SCC-IRG Track 1: Mobility for all - Harnessing Emerging Transit Solutions for Underserved Communities
Public transportation infrastructure is an essential component in cultivating equitable communities. However, public transit agencies have historically struggled to achieve this since they are often severely stressed in terms of resources as they have to make the trade-off between concentrating service into routes that serve large numbers of people and spreading service out to ensure that people everywhere have access to at least some service. A solution that holds great promise for improving public transit systems is the integration of fixed-route services with microtransit systems: multi-passenger transportation services that serve passengers using dynamically generated routes and may expect passengers to make their way to and from common pick-up or drop-off points. However, most microtransit systems have failed in the past due to the lack of community engagement, inability to handle the uncertainty of operations when integrating the fixed transit, and inability to handle the system-level optimization challenges. The project takes a socio-relational approach to community engagement in collaboration with the Chattanooga Area Regional Transportation Authority (CARTA), design a community-centric micro-transit service that augments fixed-line public transit networks (improving transit accessibility), and demonstrate its effectiveness in the representative city of Chattanooga. The outcome of the project will be a deployment-ready software system that can be used by an agency to design and operate a micro-transit service effectively. The algorithmic toolchain will be complemented by mechanisms to optimally select the parameters and sustainably manage the data required by the algorithms. In addition, this project will provide a set of exemplar case studies and a validated social methodology to engage the community and learn their requirements, which will be fed into the algorithms. This will potentially impact a wide range of cities in the U.S. that do not have well-developed transit systems as the project will not only provide a reusable operations system but also demonstrate how integrated socio-technical research and strong community engagement can provide a pattern for sustainability and expansion.

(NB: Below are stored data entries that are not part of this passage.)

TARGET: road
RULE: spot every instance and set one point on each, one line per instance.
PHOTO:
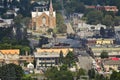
(69, 28)
(84, 59)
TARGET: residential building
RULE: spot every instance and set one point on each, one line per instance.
(42, 21)
(26, 58)
(112, 51)
(104, 8)
(104, 41)
(49, 57)
(9, 56)
(112, 64)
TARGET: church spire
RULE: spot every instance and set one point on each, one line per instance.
(51, 7)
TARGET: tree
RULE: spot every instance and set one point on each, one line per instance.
(61, 27)
(69, 59)
(61, 57)
(102, 32)
(50, 30)
(117, 20)
(104, 54)
(115, 75)
(94, 17)
(81, 72)
(55, 74)
(91, 73)
(108, 21)
(11, 72)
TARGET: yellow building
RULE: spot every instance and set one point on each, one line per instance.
(104, 41)
(112, 64)
(112, 51)
(9, 56)
(42, 21)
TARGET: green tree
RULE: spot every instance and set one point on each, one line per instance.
(102, 32)
(69, 59)
(61, 27)
(104, 54)
(91, 73)
(11, 72)
(117, 20)
(50, 30)
(115, 75)
(81, 72)
(61, 57)
(108, 21)
(62, 74)
(94, 17)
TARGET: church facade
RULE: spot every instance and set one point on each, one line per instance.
(42, 21)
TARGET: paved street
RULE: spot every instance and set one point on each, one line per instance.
(84, 60)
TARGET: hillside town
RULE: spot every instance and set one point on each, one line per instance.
(59, 40)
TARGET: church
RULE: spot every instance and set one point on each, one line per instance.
(43, 20)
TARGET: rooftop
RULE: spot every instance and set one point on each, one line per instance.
(10, 51)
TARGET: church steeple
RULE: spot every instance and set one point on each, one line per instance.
(51, 7)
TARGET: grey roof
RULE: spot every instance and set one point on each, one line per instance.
(112, 62)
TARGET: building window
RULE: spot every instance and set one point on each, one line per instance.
(44, 20)
(34, 25)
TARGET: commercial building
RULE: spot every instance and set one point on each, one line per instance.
(49, 57)
(9, 56)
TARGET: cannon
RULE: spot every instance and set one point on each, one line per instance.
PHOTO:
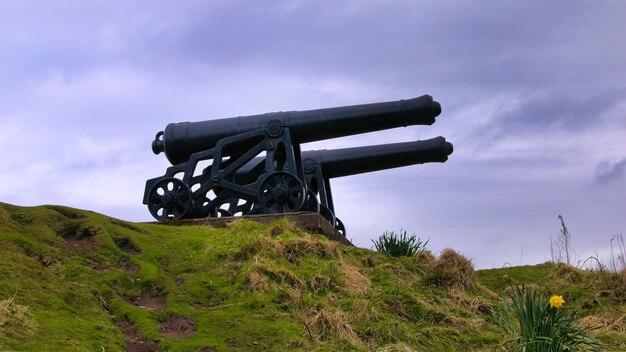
(322, 165)
(215, 163)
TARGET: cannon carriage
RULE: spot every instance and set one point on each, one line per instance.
(254, 164)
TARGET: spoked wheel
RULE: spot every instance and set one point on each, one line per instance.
(281, 192)
(328, 215)
(340, 227)
(311, 204)
(170, 199)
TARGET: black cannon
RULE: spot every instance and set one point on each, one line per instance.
(322, 165)
(216, 169)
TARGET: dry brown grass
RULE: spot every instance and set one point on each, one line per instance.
(322, 324)
(475, 304)
(355, 282)
(261, 276)
(453, 270)
(603, 324)
(397, 347)
(309, 246)
(320, 282)
(15, 317)
(281, 226)
(265, 246)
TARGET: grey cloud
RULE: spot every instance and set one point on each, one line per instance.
(559, 110)
(607, 172)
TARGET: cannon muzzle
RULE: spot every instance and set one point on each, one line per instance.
(180, 140)
(353, 161)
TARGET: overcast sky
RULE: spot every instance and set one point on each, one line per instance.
(533, 96)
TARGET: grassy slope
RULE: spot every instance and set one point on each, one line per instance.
(67, 275)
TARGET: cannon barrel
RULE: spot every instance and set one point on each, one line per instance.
(352, 161)
(180, 140)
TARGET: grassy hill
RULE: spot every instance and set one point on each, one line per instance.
(73, 280)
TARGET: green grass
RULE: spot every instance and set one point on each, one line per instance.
(67, 275)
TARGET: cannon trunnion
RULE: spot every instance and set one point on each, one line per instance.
(253, 164)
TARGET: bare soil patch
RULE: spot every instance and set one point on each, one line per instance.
(134, 340)
(131, 268)
(148, 300)
(178, 328)
(81, 244)
(126, 245)
(126, 225)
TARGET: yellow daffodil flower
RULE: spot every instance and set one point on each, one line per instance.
(556, 301)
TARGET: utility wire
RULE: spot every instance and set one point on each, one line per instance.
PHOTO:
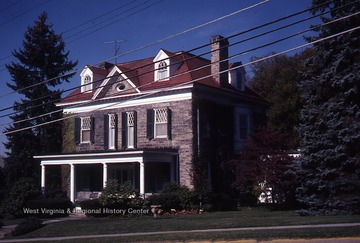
(139, 48)
(264, 33)
(192, 81)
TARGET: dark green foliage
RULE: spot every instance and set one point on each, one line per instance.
(330, 121)
(277, 79)
(24, 189)
(60, 207)
(176, 197)
(42, 58)
(29, 225)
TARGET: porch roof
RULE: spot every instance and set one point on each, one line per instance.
(128, 156)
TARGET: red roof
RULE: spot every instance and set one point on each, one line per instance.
(141, 74)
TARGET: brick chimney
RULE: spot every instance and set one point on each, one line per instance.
(219, 51)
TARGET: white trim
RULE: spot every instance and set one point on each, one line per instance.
(130, 103)
(109, 76)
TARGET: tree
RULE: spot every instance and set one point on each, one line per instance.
(330, 120)
(40, 67)
(264, 160)
(277, 79)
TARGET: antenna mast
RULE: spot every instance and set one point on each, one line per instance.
(116, 47)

The intellectual merit of this project lies in the novel community engagement approach and combined operations research and data-driven, learning-based integrated system optimization. Towards this goal, the project will make four key contributions. First, the project will develop a novel targeted outreach approach that uses the relational networks of social capital (e.g., outreach to community centers, congregations and faith communities, schools, and similar organizational structures) and builds a categorical demand model to design an innovative micro-transit system. The project's hypothesis is that the behavioral impact on public-transit ridership with the proposed method will be significantly higher than with an approach that focuses only on the economic or time-saving benefits of the improved transit system. Second, the project will introduce a sustainable and resilient data-integration platform that dynamically adjusts the location of the sensor data used to affect the design parameters and assess performance of the transit system. This is crucial because cloud computing is still very expensive for community partners, especially for real-time high-velocity and high-volume data analysis. Further, this data store provides us an opportunity to take a privacy by design approach for the datasets collected during the project. Specifically, the project will develop novel integrated anonymization mixers for multi-modal datasets (e.g., mixing information of different modalities, such as location traces and transactions, together in a spatiotemporal-transactional mixer) that achieve a given level of privacy (quantified using the notation of differential privacy) while maximizing the accuracy of transit queries, relying on not just the privacy-properties of the data but also on the needs of the queries. Third, the project will develop uncertainty-aware fleet management and dispatch algorithms that incorporate demand aggregation and environmental uncertainty caused by congestion, incidents, and their impact on the system (both for the users and fleet operations). Fourth, the project will leverage recent advances in active learning for non-stationary environments with contextual side information to design algorithms that will aid in the exploration and optimal selection of hyperparameters for microtransit algorithms.